= Manifesto of the Algerian People =

1943 Algerian document

On February 10, 1943, Ferhat Abbas published the Manifesto of the Algerian People (Manifeste du peuple algérien), which called for a new status for the “Algerian Nation” and was signed by 28 elected Muslim officials.

The manifesto condemns colonialism and asserts the right for the Algerian people to self govern. It demands the drafting of a constitution that guarantees liberty and equality for all people regardless of race and religion, the recognition of Arabic as an official language with the same status as French, and freedom of religion with the separation of church and state. Its addendum calls for the creation of an Algerian Assembly at the end of the war. It suggests that “Algeria be an autonomous state federated with France...after a series of measures breaking with the colonial government, through negotiation with the French authorities”.

The text embodies the accomplishments of both the followers of Messali Hadj and those of Ferhat Abbas. It establishes, according to Benjamin Stora's expression, the political majority of the Algerian people.
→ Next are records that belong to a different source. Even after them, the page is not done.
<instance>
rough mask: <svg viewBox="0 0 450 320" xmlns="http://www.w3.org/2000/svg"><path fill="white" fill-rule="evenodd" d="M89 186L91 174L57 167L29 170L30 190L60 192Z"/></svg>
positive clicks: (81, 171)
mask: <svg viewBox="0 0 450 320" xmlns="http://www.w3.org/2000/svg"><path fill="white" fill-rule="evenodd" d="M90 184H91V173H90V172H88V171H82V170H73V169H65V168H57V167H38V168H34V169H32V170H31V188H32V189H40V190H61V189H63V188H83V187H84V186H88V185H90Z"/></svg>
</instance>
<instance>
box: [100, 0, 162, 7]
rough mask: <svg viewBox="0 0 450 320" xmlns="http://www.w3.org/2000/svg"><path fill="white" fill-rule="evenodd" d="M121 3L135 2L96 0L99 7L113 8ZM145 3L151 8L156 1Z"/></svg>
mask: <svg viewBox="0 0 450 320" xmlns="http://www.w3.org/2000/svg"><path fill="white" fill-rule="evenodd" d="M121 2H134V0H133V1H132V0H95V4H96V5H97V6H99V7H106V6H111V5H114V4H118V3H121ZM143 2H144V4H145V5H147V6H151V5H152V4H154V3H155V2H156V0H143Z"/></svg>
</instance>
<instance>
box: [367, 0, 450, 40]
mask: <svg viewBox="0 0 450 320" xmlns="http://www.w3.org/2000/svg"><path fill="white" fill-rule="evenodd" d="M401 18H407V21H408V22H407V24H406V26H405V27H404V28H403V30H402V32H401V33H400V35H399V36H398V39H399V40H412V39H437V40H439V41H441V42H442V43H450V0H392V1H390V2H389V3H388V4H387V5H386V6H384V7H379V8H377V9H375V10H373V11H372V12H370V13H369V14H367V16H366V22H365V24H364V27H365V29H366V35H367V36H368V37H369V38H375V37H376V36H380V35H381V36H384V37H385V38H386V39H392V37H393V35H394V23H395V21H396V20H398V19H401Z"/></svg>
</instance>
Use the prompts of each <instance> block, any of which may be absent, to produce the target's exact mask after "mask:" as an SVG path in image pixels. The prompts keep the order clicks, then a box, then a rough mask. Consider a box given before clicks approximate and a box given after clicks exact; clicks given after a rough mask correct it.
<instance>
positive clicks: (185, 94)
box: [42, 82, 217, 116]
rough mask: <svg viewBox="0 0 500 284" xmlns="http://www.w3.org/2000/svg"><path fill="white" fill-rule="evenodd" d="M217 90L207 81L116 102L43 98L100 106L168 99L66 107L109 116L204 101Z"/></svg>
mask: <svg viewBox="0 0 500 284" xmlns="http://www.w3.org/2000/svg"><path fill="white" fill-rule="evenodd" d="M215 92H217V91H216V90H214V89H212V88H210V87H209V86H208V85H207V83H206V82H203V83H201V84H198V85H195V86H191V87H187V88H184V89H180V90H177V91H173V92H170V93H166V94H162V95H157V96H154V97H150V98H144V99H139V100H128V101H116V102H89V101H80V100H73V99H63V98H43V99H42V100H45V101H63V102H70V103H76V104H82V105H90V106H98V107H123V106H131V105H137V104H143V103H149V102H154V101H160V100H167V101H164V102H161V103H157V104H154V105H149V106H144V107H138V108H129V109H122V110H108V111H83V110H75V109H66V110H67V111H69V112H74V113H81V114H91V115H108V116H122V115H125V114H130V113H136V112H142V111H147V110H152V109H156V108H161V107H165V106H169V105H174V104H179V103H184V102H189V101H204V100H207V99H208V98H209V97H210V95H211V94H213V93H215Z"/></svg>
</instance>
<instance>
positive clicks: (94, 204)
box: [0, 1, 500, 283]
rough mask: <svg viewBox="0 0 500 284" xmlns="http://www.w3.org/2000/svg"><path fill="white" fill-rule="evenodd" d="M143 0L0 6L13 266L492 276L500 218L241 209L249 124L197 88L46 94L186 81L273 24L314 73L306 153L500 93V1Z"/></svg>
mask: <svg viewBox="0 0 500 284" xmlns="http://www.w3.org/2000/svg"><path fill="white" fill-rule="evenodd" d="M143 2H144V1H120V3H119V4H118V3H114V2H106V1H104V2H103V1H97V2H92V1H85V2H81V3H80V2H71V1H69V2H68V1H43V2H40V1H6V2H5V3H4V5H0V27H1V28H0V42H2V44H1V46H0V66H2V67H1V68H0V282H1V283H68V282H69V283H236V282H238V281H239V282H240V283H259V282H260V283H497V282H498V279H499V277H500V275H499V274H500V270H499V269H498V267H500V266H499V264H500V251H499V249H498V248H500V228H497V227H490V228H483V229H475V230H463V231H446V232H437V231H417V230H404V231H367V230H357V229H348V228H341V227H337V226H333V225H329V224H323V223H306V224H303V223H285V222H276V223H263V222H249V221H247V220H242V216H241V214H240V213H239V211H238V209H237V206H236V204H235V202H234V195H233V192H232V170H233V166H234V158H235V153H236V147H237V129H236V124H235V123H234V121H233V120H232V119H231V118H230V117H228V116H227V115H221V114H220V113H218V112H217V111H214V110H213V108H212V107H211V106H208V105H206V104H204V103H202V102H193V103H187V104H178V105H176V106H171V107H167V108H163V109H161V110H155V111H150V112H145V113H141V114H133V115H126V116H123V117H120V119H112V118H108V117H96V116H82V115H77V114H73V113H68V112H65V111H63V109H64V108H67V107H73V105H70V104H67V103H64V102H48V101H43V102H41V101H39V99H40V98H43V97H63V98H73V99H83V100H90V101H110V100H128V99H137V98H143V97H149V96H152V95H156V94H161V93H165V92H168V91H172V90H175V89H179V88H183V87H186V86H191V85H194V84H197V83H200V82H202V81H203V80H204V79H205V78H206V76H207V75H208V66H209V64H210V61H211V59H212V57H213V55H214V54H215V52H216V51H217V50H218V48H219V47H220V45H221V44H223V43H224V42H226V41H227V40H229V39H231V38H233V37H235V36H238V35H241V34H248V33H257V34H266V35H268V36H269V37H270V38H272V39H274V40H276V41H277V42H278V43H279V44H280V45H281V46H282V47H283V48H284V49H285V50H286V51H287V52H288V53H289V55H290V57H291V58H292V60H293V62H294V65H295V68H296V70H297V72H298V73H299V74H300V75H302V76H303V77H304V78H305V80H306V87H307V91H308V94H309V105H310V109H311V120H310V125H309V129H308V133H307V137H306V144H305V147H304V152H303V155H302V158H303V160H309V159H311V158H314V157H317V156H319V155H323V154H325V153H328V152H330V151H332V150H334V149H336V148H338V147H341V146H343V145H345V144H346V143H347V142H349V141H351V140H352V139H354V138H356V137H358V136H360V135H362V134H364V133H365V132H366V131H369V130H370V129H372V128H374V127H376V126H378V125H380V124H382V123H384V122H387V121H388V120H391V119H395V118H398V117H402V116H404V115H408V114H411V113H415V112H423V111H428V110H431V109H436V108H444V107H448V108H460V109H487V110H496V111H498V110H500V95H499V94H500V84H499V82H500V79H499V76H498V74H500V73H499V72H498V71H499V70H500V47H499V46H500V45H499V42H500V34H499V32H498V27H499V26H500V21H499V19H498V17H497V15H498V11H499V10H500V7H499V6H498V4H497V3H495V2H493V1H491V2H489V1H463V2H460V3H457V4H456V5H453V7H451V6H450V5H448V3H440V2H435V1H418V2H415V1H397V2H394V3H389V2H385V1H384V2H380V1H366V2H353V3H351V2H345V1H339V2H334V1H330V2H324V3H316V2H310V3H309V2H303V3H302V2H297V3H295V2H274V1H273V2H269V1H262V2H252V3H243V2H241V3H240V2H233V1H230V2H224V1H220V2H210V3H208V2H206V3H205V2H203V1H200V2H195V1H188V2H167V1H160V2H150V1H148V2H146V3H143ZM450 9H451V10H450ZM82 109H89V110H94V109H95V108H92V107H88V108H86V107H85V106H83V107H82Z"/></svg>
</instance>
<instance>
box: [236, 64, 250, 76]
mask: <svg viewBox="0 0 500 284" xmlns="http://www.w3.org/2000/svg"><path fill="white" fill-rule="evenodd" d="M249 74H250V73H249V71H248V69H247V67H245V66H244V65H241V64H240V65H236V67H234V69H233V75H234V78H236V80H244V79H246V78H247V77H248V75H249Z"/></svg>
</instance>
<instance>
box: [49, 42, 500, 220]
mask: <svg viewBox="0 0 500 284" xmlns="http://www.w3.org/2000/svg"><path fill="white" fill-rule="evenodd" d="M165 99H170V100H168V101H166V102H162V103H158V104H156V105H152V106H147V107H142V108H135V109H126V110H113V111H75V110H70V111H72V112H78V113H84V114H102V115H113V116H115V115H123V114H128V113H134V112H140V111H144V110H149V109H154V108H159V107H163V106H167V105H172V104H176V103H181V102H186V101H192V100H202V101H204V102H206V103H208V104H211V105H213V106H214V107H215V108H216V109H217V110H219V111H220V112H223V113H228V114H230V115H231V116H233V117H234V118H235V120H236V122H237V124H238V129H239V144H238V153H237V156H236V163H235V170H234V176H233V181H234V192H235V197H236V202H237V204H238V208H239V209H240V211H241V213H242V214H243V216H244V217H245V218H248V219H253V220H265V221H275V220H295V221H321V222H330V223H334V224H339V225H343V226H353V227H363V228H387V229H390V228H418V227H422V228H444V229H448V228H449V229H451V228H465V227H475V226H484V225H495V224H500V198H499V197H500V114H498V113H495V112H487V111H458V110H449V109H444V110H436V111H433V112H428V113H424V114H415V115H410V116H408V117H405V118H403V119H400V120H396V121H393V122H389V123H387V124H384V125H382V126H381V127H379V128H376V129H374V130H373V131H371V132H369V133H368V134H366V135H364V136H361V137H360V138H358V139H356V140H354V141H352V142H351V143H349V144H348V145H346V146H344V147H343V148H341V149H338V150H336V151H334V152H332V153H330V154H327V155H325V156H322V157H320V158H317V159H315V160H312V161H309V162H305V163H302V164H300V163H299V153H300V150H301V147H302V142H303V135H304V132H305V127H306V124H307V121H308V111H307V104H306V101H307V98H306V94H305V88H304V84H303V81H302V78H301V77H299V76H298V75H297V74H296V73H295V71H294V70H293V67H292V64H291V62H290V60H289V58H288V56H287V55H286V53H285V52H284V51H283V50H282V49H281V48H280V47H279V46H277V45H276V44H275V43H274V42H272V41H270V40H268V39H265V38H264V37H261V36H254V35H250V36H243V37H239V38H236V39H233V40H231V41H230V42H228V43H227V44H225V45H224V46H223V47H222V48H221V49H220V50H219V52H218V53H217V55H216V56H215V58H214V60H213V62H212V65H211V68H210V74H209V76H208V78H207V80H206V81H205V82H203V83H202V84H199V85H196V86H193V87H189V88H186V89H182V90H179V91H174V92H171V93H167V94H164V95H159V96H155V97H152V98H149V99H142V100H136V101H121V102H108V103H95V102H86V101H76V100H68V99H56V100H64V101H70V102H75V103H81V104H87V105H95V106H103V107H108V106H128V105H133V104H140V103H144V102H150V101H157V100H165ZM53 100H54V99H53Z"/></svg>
The Manifesto was given on March 31, 1943 (and its addendum in May 1943) to the general governor Marchen Peyrouton. Charles de Gaulle arrived and called for the end of the project. On June 23, 1943, the general Catroux, the new general governor of Algeria, rejected the Manifesto.

The AML (Amis du Manifeste des libertés, or, the Friends of the Manifesto and Liberty) was created in March 1944 to defend it.

==Context==

During World War II, taking advantage of German-occupied France and of Operation Torch, that is, the Anglo-American landing in Algiers in 1942, Ferhat Abbas, would unite all the Algerian political forces (elected members of the Algerian People's Party (PPA) and of the Ulama) around a common political project: the manifesto of the Algerian people.

On January 17, 1943, members of the PPA and of the ulama as well as several Muslim representatives met at the house of the lawyer and politician Ahmed Boumendjel in Algiers.

Ferhat Abbas was enlisted to write the text of the manifesto, which he would write in Sétif in a room above his pharmacy.